No al contraddittorio preventivo per i tributi non armonizzati
di Luigi FerrajoliIn assenza di uno specifico obbligo di contraddittorio antecedente all’avviso di accertamento, in materia di tributi non armonizzati, l’Amministrazione può emettere l’atto impositivo senza dover previamente invitare il contribuente. In ogni caso il contribuente potrebbe far valere tempestivamente le sue ragioni dinanzi all’Amministrazione, ricorrendo all’istituto dell’autotutela che appare avere la medesima capacità dissuasiva nei confronti dell’Ufficio rispetto al contraddittorio preventivo invocato dal contribuente; l’istituto dell’autotutela, infatti, non impedirebbe comunque all’Ufficio di disattendere le tesi del contribuente ed emettere ugualmente l’avviso di accertamento.
È questo il principio di diritto affermato dalla Commissione Tributaria Regionale di Milano, Sezione XIV, nella sentenza n. 2953 depositata in data 5 luglio 2017.
Nel caso oggetto della sentenza in rassegna il contribuente impugnava l’avviso di accertamento notificato dall’Agenzia delle Entrate censurando, fra l’altro, la violazione dell’articolo 12, commi 4 e 7 della L. 212/2000 per mancata notifica della copia del processo verbale di chiusura delle operazioni di controllo da parte degli organi accertatori, rilevando che, tra la consegna dei documenti su richiesta dell’Ufficio e la notifica dell’avviso di accertamento, non era stato notificato alcun verbale di chiusura delle operazioni di verifica, ovvero un atto equipollente che avesse consentito al contribuente di dedurre le proprie osservazioni e rilievi in ossequio all’articolo 12 dello Statuto del contribuente.
Sia in primo che in secondo grado i giudici tributari hanno rigettato sul punto le argomentazioni del contribuente; in particolare, nella sentenza di appello la Commissione Tributaria Regionale di Milano ha affermato l’infondatezza della tesi difensiva in quanto basata sulla richiesta di applicazione di disposizioni che non riguardano il caso di specie.
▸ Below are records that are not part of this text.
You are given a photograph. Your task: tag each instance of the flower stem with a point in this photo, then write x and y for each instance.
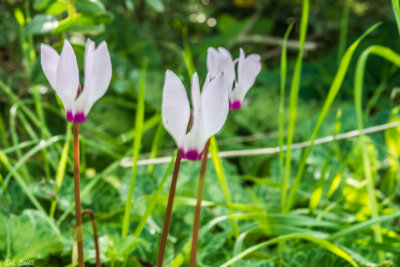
(79, 232)
(168, 212)
(95, 235)
(196, 225)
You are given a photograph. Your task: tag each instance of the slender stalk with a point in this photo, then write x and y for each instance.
(78, 217)
(95, 235)
(168, 212)
(282, 112)
(140, 110)
(196, 225)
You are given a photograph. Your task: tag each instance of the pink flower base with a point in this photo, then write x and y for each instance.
(235, 104)
(191, 154)
(78, 118)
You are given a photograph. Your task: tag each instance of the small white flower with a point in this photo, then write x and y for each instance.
(220, 61)
(63, 75)
(210, 110)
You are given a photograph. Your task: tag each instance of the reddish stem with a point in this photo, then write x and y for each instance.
(168, 212)
(79, 230)
(196, 225)
(95, 235)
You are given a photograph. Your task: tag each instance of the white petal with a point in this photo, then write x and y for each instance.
(67, 77)
(49, 60)
(212, 61)
(214, 108)
(98, 73)
(175, 107)
(229, 73)
(192, 140)
(196, 102)
(225, 53)
(251, 67)
(208, 80)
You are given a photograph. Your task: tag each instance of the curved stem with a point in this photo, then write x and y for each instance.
(95, 235)
(196, 225)
(168, 212)
(79, 232)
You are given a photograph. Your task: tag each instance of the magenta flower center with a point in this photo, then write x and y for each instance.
(78, 118)
(191, 154)
(235, 104)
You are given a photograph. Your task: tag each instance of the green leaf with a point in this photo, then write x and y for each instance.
(89, 7)
(41, 24)
(57, 8)
(157, 5)
(31, 236)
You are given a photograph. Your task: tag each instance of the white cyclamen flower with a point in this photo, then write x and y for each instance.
(220, 61)
(210, 110)
(63, 75)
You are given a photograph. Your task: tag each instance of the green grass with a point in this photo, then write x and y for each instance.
(328, 205)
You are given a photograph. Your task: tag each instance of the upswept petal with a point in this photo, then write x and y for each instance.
(225, 53)
(49, 60)
(192, 147)
(67, 76)
(213, 61)
(247, 76)
(229, 73)
(196, 101)
(214, 108)
(175, 107)
(98, 73)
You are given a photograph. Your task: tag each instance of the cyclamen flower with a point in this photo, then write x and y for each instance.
(210, 110)
(220, 61)
(63, 75)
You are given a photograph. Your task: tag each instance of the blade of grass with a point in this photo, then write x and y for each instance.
(136, 147)
(317, 193)
(14, 138)
(15, 99)
(154, 199)
(282, 110)
(294, 94)
(157, 143)
(187, 54)
(396, 11)
(36, 149)
(363, 225)
(219, 169)
(391, 56)
(3, 132)
(40, 114)
(344, 24)
(21, 145)
(334, 89)
(21, 182)
(321, 242)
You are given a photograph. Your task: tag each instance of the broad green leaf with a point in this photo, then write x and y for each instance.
(157, 5)
(89, 6)
(41, 24)
(32, 236)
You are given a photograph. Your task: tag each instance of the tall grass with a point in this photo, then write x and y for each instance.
(294, 94)
(334, 89)
(136, 147)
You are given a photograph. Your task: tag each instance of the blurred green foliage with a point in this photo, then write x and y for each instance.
(159, 31)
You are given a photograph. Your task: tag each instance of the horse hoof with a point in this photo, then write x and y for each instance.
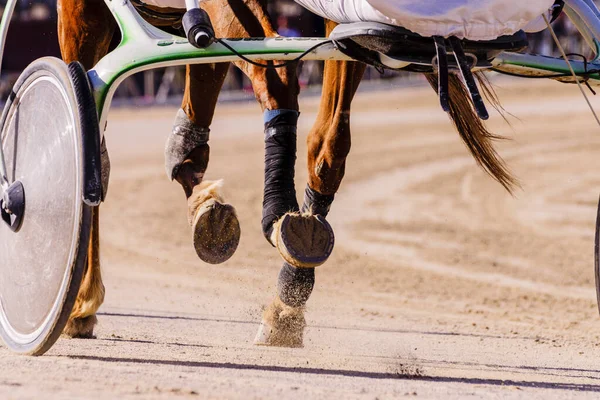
(81, 328)
(216, 232)
(304, 241)
(282, 326)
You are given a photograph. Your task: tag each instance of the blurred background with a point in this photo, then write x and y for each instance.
(33, 34)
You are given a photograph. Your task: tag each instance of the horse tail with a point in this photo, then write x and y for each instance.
(473, 132)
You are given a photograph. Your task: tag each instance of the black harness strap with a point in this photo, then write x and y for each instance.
(442, 67)
(465, 70)
(158, 18)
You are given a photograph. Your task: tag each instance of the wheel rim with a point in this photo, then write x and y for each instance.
(40, 141)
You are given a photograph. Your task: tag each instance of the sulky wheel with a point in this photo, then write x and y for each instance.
(50, 140)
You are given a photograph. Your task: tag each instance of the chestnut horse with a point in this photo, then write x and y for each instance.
(86, 28)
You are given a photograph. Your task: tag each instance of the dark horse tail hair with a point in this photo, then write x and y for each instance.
(473, 132)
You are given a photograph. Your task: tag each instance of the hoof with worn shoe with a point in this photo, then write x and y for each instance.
(303, 240)
(215, 226)
(81, 328)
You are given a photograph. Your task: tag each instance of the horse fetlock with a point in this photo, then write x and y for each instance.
(316, 203)
(215, 226)
(303, 240)
(281, 326)
(185, 137)
(280, 158)
(81, 328)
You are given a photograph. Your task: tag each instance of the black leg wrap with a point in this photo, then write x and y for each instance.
(295, 285)
(280, 159)
(317, 203)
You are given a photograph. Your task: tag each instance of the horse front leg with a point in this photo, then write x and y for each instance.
(85, 29)
(328, 146)
(215, 227)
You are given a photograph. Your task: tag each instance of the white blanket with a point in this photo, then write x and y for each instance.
(471, 19)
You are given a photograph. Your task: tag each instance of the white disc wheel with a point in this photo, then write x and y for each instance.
(47, 138)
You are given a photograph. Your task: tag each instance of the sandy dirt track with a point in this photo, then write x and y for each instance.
(441, 284)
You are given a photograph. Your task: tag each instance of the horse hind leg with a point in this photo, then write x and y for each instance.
(302, 239)
(215, 227)
(91, 292)
(85, 29)
(328, 146)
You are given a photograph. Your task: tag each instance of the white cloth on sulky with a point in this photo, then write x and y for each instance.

Infatti, sostengono i giudici di appello, l’Ufficio aveva emesso l’avviso di accertamento dopo avere richiesto alcuni documenti mediante l’invio al contribuente di un questionario; nessuna attività di verifica era stata svolta a monte dell’avviso di accertamento, né alcuna attività di accesso, ispezione o verifica, per le quali è espressamente prevista la redazione e notifica di un verbale conclusivo dell’attività prodromica all’accertamento.
L’attività di controllo effettuata dall’Amministrazione finanziaria mediante l’accesso a banche dati ovvero a seguito di acquisizione di documenti mediante questionario non costituisce – secondo i giudici di appello – verifica in senso tecnico per cui la previsione dell’articolo 12 dello Statuto del contribuente non risulterebbe applicabile, anche considerando che non sussiste nell’ordinamento tributario un obbligo generalizzato di contraddittorio precontenzioso, ma soltanto singole e specifiche previsioni in tale senso, come ad esempio statuito in materia di operazioni elusive e di accertamento sintetico dagli articoli 37-bis e 38 del D.P.R. 600/1973.
Sull’argomento è opportuno ricordare che la Corte di Cassazione a Sezioni Unite nella sentenza n. 24823/2015 ha affermato che “differentemente dal diritto dell’Unione Europea, il diritto nazionale, allo stato della legislazione, non pone in capo all’Amministrazione fiscale che si accinga ad adottare un provvedimento lesivo dei diritti del contribuente, in assenza di specifica prescrizione, un generalizzato obbligo di contraddittorio endoprocedimentale, comportante, in caso di violazione l’invalidità dell’atto”.
Di conseguenza, in tema di tributi non armonizzati tale obbligo sussiste esclusivamente in relazione alle ipotesi per le quali lo stesso risulti specificatamente sancito dalla norma mentre per i tributi armonizzati (quali Iva e imposte doganali), “avendo luogo la diretta applicazione del diritto dell’Unione, la violazione dell’obbligo del contraddittorio endoprocedimentale da parte dell’Amministrazione comporta in ogni caso, anche in campo tributario, l’invalidità dell’atto, purchè, in giudizio, il contribuente assolva l’onere di enunciare in concreto le ragioni che avrebbe potuto far valere, qualora il contraddittorio fosse stato tempestivamente attivato, e che l’opposizione di dette ragioni (valutate con riferimento al momento del mancato contraddittorio), si riveli non puramente pretestuosa e tale da configurare, in relazione al canone generale di correttezza e buona fede ed al principio di lealtà processuale, sviamento dello strumento difensivo rispetto alla finalità di corretta tutela dell’interesse sostanziale, per le quali è predisposto”.